Stockton, California, residents elect youngest and first black mayor
Meet the history-maker, 26-year-old Michael Tubbs
The nation had its first black mayor in 1868 when 27-year-old Pierre Caliste Landry, born in 1841 as an American slave, was elected in Donaldsonville, Louisiana. But it’s commendable that in 2016 the residents of Stockton, California, elected 26-year-old Michael Tubbs on Nov. 8, placing him in the history books as the youngest and first black mayor of the city.

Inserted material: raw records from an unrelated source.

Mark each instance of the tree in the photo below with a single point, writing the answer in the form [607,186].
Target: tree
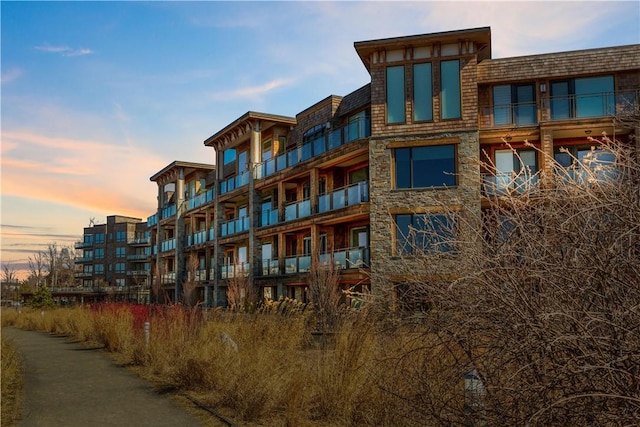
[542,310]
[37,267]
[42,298]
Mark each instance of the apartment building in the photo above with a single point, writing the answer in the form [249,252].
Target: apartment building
[344,181]
[115,257]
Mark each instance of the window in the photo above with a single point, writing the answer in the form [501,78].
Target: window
[430,166]
[395,94]
[514,104]
[359,125]
[585,163]
[422,92]
[585,97]
[229,156]
[426,233]
[450,90]
[515,170]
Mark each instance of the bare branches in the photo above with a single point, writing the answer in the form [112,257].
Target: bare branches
[544,303]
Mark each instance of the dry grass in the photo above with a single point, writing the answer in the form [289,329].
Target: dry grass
[259,369]
[12,382]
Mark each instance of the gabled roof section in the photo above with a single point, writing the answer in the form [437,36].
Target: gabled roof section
[480,36]
[170,172]
[243,126]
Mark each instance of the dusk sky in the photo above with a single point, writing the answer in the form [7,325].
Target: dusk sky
[98,96]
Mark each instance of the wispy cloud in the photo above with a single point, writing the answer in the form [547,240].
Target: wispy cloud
[10,75]
[64,50]
[251,91]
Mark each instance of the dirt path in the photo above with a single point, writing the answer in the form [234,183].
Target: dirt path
[68,384]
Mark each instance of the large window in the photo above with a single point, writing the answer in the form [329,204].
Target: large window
[426,233]
[422,92]
[585,97]
[516,170]
[584,163]
[450,90]
[121,252]
[430,166]
[395,94]
[514,104]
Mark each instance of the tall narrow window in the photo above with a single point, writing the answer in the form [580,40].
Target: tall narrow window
[395,94]
[450,89]
[422,92]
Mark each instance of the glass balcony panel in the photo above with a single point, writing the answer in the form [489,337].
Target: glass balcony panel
[339,200]
[304,264]
[281,162]
[324,203]
[319,146]
[293,157]
[291,265]
[335,139]
[306,152]
[340,259]
[304,208]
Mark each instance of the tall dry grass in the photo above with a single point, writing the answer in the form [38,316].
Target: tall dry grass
[263,368]
[12,382]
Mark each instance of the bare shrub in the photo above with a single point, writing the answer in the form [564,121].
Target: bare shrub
[544,306]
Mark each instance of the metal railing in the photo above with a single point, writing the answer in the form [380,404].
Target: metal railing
[234,226]
[296,210]
[346,196]
[353,131]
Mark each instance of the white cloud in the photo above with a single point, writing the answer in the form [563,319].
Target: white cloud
[252,91]
[64,50]
[10,75]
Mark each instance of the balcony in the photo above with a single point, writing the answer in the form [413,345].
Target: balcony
[137,257]
[235,270]
[168,278]
[297,210]
[140,241]
[168,245]
[198,238]
[269,217]
[555,108]
[509,115]
[346,259]
[343,259]
[138,273]
[270,267]
[353,131]
[234,226]
[297,264]
[234,182]
[168,211]
[343,197]
[501,184]
[201,199]
[83,245]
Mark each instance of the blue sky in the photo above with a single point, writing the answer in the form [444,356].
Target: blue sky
[98,96]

According to the Stockton Record, Tubbs was raised in south Stockton by a single mother. He earned his bachelor’s and master’s degrees from Stanford University and was elected to the Stockton City Council in 2012. President Barack Obama reportedly endorsed Tubbs last week as the campaign reached its final days.
“I’m tired of talking about where we’ve been,” Tubbs said at his victory. “I’m more interested in talking about where we’re going. We have to mature as a community and start demanding solutions,” Tubbs told the audience at his victory party Tuesday night.

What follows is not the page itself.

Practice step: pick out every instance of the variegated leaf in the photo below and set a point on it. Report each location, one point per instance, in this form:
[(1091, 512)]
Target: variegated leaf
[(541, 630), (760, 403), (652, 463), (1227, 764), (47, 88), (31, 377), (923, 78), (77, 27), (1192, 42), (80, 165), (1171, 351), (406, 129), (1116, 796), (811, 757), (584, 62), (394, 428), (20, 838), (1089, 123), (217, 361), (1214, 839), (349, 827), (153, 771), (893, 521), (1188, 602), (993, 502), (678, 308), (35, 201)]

Tubbs defeated 41-year-old Anthony Silva by a 40 percentage-point margin. He was an intern at the White House and at Google before starting his career in politics.

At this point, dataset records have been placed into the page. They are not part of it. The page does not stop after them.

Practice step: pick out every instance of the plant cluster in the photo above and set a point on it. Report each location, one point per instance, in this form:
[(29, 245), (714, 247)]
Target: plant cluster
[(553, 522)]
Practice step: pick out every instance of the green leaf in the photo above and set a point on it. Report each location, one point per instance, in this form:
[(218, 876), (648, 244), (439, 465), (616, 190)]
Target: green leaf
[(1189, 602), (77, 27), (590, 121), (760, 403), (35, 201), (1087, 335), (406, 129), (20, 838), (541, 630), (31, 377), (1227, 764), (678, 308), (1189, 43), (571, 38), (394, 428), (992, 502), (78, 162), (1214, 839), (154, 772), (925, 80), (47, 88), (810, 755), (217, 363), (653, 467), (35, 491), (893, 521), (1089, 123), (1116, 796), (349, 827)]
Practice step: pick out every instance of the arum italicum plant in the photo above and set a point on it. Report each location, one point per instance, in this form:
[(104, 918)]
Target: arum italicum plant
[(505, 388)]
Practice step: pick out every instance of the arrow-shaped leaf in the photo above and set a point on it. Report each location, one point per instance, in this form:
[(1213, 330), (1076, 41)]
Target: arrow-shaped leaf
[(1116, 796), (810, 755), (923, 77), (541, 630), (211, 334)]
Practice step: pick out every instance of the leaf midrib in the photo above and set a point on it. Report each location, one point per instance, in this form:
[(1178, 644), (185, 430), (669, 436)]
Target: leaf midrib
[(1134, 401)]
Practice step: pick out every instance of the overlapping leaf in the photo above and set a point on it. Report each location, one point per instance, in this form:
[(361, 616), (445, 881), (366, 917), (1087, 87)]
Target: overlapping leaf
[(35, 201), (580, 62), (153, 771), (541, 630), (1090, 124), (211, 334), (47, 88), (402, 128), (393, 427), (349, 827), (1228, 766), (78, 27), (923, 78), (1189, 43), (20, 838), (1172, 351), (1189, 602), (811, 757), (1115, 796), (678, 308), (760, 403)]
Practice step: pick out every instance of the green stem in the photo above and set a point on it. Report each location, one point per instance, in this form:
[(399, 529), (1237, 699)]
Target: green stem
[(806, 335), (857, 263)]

“My heart will always belong to Stockton,” Tubbs said. “I will always be remembered as the people’s mayor and I will support the new mayor and I will ask my supporters to also support him and help us make Stockton an amazing city.”
“I had hoped it would happen someday,” he said of becoming the city’s first black mayor. “You don’t get 70 percent of the vote out of nowhere. This victory is yours and ours. This room is what Stockton looks like. It’s people from gated communities and Conway Homes, black people, Asians, white people. Each of us is what it will take to move Stockton forward.”